You have questions, and we have answers!
At Nightingale Night Nurses we love sound machines.
We highly recommend them and will bring them with us when we go to a new client’s house in case they don’t have one. In my opinion they are an essential tool for the first three months, and an extremely useful tool throughout infancy, toddlerhood and early childhood. But the concept of a sound machine is relatively new, and we hear concerns from parents often. Here are some of our top concerns and how we respond to them:
I don’t want my baby to become addicted to a sound machine.
My first question to this is, what is your actual concern? Harvery Karp said it best when he said, “Are you addicted to your pillow? Do you only book hotels that have pillows in them?” Sound machines support higher quality sleep. If you travel you are going to plan to bring a pack n play, a sleep sack or blankets, a pacifier etc. Some sound machines are small, portable and can be charged through any USB charger. [We recommend the lectrofan Micro for travel]. You plan for a pillow. You can plan for a sound machine!
If you are ever concerned about forgetting one or it running out of batteries, there are tons of free phone apps available that play a variety of sleep sounds. I recommend “White Noise Deep Sleep Sounds” by Kitemaster. The image is of a starry night with a white crescent moon. My other response is…you don’t have to use a sound machine forever! It’s really helpful for baby and toddler years, but they don’t need to go to college with it. If/when you want to wean your child off, simply lower it a little every night. After a few weeks they won’t need it at all. Easy peasy.
I want my baby to get used to household noises.
You don’t have to use the sound machine on full blast. Some parents like to use the sound machine as a sleep cue. Which would mean that parents would put the sound machine on when they begin naptime/bedtime and it would play as a background noise throughout the time that the baby/child is sleeping. A sound machine on low will still allow for a baby to hear the sounds of dogs barking and parents talking.
My other answer is, why do you want them to hear noise? Babies are light sleepers by nature. The better they nap during the day the better they will sleep at night. Additionally, humans aren’t used to sleeping in an environment with car horns and sirens and drunk people yelling. You may live by a busy street or have loud neighbors. Before electricity darkness meant calm and quiet. It’s okay to have a baby that is a good sleeper. Over time if you want them to get used to more noise, follow the advice from answer one.
I don’t like the sound of it.
You probably are listening to white noise-which is PAINFUL. Think- high pitched static. What you want is a brown, pink or fan noise. Brown noise is like a vacuum cleaner, pink noise is like falling rain or the wind. We recommend the brand Lectrofan. The sound quality is unmatched, and they offer a variety of sound options.
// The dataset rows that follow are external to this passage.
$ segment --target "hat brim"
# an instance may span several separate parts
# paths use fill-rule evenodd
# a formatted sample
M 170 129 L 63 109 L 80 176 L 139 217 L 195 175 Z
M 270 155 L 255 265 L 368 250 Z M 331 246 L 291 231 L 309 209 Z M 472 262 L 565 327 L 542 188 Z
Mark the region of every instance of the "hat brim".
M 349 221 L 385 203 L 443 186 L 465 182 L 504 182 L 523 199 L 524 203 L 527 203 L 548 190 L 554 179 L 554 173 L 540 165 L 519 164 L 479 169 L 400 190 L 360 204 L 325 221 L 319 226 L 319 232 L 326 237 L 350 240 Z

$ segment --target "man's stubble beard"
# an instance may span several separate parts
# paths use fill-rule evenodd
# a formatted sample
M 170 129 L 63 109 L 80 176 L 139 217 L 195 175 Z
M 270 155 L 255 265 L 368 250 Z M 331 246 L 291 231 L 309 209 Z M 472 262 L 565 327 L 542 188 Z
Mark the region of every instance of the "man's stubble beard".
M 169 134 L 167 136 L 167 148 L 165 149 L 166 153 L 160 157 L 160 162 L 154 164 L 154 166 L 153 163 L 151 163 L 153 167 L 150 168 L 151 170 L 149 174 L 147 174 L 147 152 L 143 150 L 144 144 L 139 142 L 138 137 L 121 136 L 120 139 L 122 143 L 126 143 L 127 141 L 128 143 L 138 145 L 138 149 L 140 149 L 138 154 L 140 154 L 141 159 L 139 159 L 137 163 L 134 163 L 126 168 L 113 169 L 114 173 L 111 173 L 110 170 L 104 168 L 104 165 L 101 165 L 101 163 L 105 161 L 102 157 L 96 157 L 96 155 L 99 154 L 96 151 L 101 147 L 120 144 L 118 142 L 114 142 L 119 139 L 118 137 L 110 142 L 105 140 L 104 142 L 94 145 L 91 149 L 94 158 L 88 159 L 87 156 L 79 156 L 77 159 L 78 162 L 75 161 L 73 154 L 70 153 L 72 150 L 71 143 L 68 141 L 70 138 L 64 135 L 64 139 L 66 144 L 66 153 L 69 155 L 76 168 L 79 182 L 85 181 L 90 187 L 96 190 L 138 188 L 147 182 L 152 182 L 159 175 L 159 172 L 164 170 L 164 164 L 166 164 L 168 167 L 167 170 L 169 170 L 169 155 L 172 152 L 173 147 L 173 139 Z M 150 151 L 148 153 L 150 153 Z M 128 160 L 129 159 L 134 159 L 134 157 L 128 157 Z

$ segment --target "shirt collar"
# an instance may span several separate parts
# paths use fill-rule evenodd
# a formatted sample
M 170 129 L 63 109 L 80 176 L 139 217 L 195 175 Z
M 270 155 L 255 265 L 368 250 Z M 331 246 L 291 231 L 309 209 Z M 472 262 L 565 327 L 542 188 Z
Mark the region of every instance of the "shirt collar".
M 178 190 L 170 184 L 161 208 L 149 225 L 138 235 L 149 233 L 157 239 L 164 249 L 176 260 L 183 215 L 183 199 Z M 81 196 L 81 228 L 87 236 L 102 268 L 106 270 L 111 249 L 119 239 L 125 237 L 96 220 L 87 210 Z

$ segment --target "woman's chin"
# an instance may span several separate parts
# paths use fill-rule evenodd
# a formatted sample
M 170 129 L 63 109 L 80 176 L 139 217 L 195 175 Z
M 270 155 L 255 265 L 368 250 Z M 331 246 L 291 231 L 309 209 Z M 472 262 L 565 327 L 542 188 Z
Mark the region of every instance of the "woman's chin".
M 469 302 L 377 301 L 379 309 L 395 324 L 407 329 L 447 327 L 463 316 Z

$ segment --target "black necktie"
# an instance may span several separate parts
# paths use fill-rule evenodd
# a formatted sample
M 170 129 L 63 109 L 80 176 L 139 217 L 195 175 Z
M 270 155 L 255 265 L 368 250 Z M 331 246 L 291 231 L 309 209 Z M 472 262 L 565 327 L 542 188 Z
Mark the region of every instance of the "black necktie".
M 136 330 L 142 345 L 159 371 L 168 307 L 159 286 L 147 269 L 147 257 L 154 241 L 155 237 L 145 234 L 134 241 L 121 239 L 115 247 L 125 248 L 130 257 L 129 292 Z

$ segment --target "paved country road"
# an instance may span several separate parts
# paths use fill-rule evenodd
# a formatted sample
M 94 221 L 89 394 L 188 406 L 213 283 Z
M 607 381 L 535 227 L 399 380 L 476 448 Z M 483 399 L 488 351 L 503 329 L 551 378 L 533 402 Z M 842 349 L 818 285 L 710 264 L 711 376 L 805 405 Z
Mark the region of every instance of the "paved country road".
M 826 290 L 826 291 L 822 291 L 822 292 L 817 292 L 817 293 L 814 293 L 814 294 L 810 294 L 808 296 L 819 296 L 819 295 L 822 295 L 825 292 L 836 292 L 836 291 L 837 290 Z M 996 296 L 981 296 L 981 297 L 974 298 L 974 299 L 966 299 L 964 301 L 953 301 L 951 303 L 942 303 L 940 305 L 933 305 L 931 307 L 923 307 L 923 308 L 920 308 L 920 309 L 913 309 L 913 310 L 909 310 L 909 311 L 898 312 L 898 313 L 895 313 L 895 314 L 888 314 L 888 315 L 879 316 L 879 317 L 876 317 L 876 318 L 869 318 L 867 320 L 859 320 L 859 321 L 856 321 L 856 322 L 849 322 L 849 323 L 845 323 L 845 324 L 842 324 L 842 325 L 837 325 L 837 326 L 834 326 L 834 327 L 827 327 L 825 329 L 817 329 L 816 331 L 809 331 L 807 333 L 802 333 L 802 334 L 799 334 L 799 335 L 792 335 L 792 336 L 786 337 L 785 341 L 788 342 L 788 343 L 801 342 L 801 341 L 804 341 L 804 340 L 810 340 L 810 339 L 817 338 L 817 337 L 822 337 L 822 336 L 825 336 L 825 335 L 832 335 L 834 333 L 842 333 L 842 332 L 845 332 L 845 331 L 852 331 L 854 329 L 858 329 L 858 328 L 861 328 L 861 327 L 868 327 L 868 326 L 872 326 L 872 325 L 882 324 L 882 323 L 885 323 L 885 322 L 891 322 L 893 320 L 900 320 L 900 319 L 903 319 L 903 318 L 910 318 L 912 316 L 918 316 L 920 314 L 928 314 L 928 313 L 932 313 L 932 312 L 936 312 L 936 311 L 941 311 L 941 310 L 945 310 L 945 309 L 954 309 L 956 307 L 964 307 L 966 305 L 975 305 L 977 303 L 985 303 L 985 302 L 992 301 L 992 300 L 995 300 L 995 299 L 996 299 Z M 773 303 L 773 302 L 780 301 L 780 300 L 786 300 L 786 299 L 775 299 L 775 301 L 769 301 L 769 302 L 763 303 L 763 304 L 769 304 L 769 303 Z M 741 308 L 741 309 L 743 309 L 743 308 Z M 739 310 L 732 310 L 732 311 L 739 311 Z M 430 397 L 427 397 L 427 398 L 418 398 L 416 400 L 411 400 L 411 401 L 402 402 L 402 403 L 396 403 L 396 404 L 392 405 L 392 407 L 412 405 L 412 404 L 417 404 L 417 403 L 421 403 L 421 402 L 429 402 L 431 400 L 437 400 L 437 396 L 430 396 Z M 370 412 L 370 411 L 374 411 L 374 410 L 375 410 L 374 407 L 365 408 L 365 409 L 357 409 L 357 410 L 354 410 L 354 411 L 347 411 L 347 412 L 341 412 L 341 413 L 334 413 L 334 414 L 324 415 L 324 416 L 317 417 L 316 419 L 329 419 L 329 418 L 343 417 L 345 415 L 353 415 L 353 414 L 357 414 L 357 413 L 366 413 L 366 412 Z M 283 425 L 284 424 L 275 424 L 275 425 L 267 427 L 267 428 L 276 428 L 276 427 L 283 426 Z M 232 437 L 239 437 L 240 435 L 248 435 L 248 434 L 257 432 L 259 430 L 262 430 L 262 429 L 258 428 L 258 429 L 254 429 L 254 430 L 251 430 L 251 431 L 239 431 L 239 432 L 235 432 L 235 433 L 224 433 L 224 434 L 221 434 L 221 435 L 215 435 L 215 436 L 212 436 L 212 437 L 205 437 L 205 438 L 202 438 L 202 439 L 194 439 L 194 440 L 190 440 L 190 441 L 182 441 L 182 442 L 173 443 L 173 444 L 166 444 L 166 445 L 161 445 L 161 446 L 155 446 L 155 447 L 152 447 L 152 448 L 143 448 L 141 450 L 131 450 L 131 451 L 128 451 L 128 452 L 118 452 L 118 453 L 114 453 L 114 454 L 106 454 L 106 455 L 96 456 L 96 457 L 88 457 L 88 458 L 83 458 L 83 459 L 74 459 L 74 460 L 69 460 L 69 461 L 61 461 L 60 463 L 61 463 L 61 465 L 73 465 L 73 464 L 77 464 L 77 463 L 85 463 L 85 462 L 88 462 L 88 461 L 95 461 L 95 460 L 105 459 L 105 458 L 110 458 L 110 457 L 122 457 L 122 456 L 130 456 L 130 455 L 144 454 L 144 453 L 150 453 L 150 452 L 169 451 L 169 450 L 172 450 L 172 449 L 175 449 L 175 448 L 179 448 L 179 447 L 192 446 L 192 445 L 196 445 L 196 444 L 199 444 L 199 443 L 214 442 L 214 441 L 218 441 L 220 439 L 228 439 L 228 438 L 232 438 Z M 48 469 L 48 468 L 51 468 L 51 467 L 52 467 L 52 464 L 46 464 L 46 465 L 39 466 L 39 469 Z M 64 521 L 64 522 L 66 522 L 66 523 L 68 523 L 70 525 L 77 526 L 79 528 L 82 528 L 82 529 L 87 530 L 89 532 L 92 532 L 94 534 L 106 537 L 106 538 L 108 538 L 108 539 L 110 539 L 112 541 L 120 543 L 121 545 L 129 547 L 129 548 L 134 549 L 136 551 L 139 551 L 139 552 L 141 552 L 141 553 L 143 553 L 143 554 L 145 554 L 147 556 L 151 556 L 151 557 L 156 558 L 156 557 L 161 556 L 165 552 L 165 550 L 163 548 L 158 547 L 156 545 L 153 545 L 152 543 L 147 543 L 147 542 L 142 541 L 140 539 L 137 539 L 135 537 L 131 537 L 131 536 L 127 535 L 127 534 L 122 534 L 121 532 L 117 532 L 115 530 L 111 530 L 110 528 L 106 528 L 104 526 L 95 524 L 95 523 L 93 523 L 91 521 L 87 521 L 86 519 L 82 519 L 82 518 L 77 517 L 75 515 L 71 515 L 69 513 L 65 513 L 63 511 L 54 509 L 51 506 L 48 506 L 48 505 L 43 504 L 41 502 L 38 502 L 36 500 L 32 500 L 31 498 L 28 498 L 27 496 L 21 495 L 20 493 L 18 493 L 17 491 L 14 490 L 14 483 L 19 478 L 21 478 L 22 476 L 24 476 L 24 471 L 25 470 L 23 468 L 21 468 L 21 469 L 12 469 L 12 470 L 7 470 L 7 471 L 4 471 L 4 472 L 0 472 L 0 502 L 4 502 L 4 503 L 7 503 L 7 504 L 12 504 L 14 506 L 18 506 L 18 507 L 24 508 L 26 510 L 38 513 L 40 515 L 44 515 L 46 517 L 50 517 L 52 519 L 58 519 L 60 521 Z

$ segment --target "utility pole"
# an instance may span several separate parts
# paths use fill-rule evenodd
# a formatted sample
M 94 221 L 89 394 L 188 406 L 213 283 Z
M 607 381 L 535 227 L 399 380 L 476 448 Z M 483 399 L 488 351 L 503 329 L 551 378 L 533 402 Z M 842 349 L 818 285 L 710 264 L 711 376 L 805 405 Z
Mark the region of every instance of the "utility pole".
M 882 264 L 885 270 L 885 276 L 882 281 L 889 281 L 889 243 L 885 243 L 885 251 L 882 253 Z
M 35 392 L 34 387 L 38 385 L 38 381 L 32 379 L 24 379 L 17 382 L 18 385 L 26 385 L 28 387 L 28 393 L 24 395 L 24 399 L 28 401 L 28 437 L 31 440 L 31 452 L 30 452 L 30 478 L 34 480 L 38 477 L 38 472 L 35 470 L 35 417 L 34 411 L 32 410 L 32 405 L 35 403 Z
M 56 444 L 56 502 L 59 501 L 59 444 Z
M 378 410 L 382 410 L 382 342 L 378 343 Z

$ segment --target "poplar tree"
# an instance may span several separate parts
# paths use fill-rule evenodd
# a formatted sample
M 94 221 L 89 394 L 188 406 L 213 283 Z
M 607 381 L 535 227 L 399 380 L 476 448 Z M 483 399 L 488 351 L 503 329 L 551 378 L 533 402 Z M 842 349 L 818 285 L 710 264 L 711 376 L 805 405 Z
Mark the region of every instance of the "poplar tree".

I urge parents to go through the sounds until they find something that they enjoy. You’re likely to be sleeping near your baby or listening to their monitor for some time. You absolutely need to be sleeping well also. I have yet to have a parent who doesn’t end up enjoying and even preferring to sleep with a sound machine.
I’m afraid it will damage their hearing.
This is a legitimate fear. Thankfully, they have done research on this. Vacuums put out around 75, babies in the womb are exposed to from 72-88 decibels, and it’s generally recommended that adults are not exposed to prolonged noise above 85 decibels. My recommendation is this: Put your sound machine loud, but on the other side of the room from your baby. If you are having work done on the house or people over, you can put a second sound machine outside your baby’s door. It will stop sound from coming in, without putting a strain on your baby’s sensitive ears.
If you are still concerned…play it lower. It’s okay to have it as a soft background noise. If your baby is crying you can turn it up so they can hear it over their cries, and then turn it back down after.
I don’t understand the hype!
Babies have a constant background whoosh when they are in the womb. And there are so many adjustments that having sound as a constant can be really soothing for them. I can’t tell you how many times I’ve walked into a home with parents sitting in a bright room with the Tv on and are overwhelmed that their baby can’t sleep. I take the baby into a dim/dark room, swaddle the baby and put on a sound machine and often they fall asleep immediately on their own without me having to rock or feed them.
The best way to set up positive sleep habits is to create a routine that works for your baby, and to give them the tools they need to fall asleep independently. We know that babies love to have the womb recreated. So swaddle, darkness and brown noise gives them the best quality of sleep possible. As they grow out of this “fourth trimester” you can keep the tools that work and get rid of the ones that don’t. You can unswaddle your baby, but you can still lay them down awake in a dark environment with a sound machine and because they have associated their crib with a calm positive place they will drift off to sleep as older babies and young toddlers.
What you do in infancy is all about setting the stage for what is to come. If you don’t believe us…try it! The next time your newborn is crying, throw on some brown noise on your phone and see how they react. We used to hear stories all the time of parents putting the carseat on the washing machine, running the vacuum cleaner all day or putting their baby to sleep in the bathroom with the shower running. All these parents accidentally had figured out what works for their baby- consistent calm background noise!